– А что, трудиться больше некому? – уточнила девушка, желая хоть как-то избежать неприятной участи.
– Так ведь… срочно надо, а у меня руки уже не те, да и глаза подводят.
– Вам же работников всегда выделяют… – мило пролепетала девушка, желая напомнить, что мужчина только руководит, а трудятся другие.
– Да, верно, но тут неожиданно позвонил директор завода и дал указание подготовить самую лучшую комнату для важного гостя, а все в разъездах. Да и студентов не заставишь, на каникулах же, что меня ужасно огорчает.
– Такая срочность? Удивляет и настораживает. Минимум начальника в нашу скромную лачугу поселят! – буркнула Воропаева, лихорадочно придумывая, как отмазаться.
– Да кто его знает?! Но комнату нужно срочно привести в порядок. Начальник добавил, чтобы постарались угодить гостю во всем. Уж очень важный он. Так что… пожалей старика, и я в благодарность не заставлю убирать подвал.
У девушки дернулся глаз и застыла рука в воздухе. Она как раз планировала снять горячий чайник с грязной плиты. Опять! Видно, кто-то готовил и, как обычно, не убрал. Есть у них такие хитровымудренные поросята на этаже. Засранцы с большой буквы. И дежурной комнате убирать за такими ленивцами. Сегодня как раз смена 425 комнаты выпала, вернее, ее, ведь Латрова опять пропала в неизвестном направлении, так что кухню и коридор придется в одни руки убирать.
Воропаева вздохнула и, убрав чайник на подставку, лежащую на отдельном столике, взяла тряпку. С особым усердием принялась оттирать свежую грязь (убежавшее молоко), не желая, чтобы она присохла. Ведь тогда вечером девушка потратит лишнее время на уборку.
Между делом повернулась к пожилому мужчине и вежливо поинтересовалась:
– С чего это такая честь?
Петр Николаевич усмехнулся сам себе, радуясь своей чуткости и смекалки. К любому он всегда найдет свой подход, направленный на благо любимой работы, которой он отдал двадцать лет своей жизни.
– Ну, как это?
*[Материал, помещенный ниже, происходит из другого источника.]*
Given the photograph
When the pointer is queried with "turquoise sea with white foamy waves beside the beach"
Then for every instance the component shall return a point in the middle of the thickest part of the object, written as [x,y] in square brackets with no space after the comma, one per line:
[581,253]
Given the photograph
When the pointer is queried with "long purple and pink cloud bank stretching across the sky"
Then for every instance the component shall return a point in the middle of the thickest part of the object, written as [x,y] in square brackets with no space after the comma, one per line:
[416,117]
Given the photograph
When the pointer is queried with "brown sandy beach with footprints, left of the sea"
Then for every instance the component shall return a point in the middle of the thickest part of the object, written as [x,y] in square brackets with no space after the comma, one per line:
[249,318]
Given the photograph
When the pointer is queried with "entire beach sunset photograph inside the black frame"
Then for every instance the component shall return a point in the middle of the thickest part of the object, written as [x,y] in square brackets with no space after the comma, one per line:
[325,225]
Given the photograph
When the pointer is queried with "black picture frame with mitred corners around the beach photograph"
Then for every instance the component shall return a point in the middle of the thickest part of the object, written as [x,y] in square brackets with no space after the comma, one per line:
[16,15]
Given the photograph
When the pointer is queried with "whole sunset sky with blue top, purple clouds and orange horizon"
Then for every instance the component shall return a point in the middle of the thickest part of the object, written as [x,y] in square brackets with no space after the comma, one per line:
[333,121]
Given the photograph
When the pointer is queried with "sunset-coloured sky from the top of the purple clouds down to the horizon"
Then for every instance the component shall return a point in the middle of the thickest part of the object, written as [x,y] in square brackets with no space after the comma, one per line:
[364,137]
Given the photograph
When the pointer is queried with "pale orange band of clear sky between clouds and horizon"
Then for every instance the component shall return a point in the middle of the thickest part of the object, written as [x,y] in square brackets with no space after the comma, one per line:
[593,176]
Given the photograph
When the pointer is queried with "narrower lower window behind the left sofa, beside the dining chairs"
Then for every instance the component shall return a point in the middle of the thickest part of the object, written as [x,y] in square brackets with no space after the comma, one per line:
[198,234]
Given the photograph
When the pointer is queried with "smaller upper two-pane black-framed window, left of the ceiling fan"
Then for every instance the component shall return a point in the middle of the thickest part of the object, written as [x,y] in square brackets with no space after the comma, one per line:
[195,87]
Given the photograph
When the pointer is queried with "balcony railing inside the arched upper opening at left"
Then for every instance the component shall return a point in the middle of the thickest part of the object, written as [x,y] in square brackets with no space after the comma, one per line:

Твоя соседка опять курила в подвале. Мало того… – дед прищурился, – безобразничала, думая, что я не поймаю, а я-то… не так прост! Ее приторные духи чувствую за километр. Еще паскудные гадости свои разбросали, а убирать не стали.
– Тогда, почему мне говорите? Курила она. И какие еще гадости? – возмутилась Воропаева, продолжая тереть.
– Как какие? Резинки ваши, пропади они пропадом! Презервативы-то, – прищурившись, презрительно сообщил комендант.
– М-м-м, понятно, а я к ним каким боком? – переспросила девушка, начиная злиться на подругу.
– Живете в одной комнате, значит, и отвечаете вместе! – рявкнул Кашеваров. – И вообще, где это было видано, чтобы бабы курили и окурки свои кидали на пол? А вот насчет гадостей знаю я все… С ней был этот… Как его? Толик. Золотые руки, а дурак, если повелся на косточки Латровой, лоботряски вечной. Не люблю я таких! И если бы не ты, давно бы уже погнал, но ведь тебя жалко. Ты – девка трудолюбивая. Жаль, комнат свободных нет, а на вашу – семья еще одна претендует. Боюсь, что скоро выкинут тебя, если так дальше дело пойдет. Или если этот слесарь все же заберет ее к себе…
Мария вздохнула, вспоминая Вохторова Анатолия, местного красавчика и трудягу. Работал он слесарем, и пусть звучит не так гордо, как считала подруга, но всегда с деньгами и, как верно замечено, руки у него золотые. Влюбился парень в Ольгу, но не мил зазнобе. Латрова уверена, что он ей совсем не подходит именно по статусу, хотя девушка питает к нему нежные чувства. Время от времени соглашается на встречи с ним в темных местах, чтобы никто их не видел.